Figure 2: IR based T1w-MRI can impart significant T1 weighting into images acquired at different inversion times. However, magnitude reconstructed images come with susceptibility to TI selection. Shown are the LLR+magnitude reconstruction of out-of-phase, in-phase images at different TI times. LLR reconstruction in combination with the proposed acquisition method provided good image quality. Susceptibility to selection of TI is observed in short and long T1 species, which are bright in both early and late time frames.

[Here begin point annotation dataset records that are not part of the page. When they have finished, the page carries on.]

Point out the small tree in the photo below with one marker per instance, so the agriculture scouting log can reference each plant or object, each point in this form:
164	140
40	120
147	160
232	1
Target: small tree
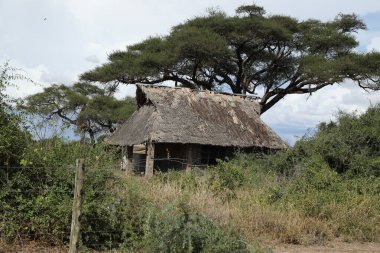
87	107
13	138
251	52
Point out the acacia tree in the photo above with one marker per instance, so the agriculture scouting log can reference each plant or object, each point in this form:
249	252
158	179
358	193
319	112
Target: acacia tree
13	137
87	107
267	55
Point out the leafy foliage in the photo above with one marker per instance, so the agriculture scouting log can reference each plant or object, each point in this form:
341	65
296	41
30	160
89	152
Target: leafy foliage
87	107
250	52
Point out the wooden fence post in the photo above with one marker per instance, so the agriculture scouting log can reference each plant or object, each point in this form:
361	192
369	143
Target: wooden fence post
77	207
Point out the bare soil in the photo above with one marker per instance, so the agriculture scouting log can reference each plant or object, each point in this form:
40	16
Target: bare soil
330	247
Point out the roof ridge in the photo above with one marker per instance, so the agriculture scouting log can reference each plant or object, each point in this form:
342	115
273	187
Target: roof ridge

Figure 3: Phase sensitive processing can be applied to IR-SoS T1w-MRI acquisitions to unwrap the phase and take full advantage of the dynamic range of T1 recovery. Shown are the PSIR water-only images reconstructed at different effective TI times. True T1 recovery behavior after the IR preparation is captured with phase sensitive processing, removing the susceptibility to TI selection. 2-point Dixon water/fat separation successfully suppressed fat signal, resulting in better image contrast in the liver.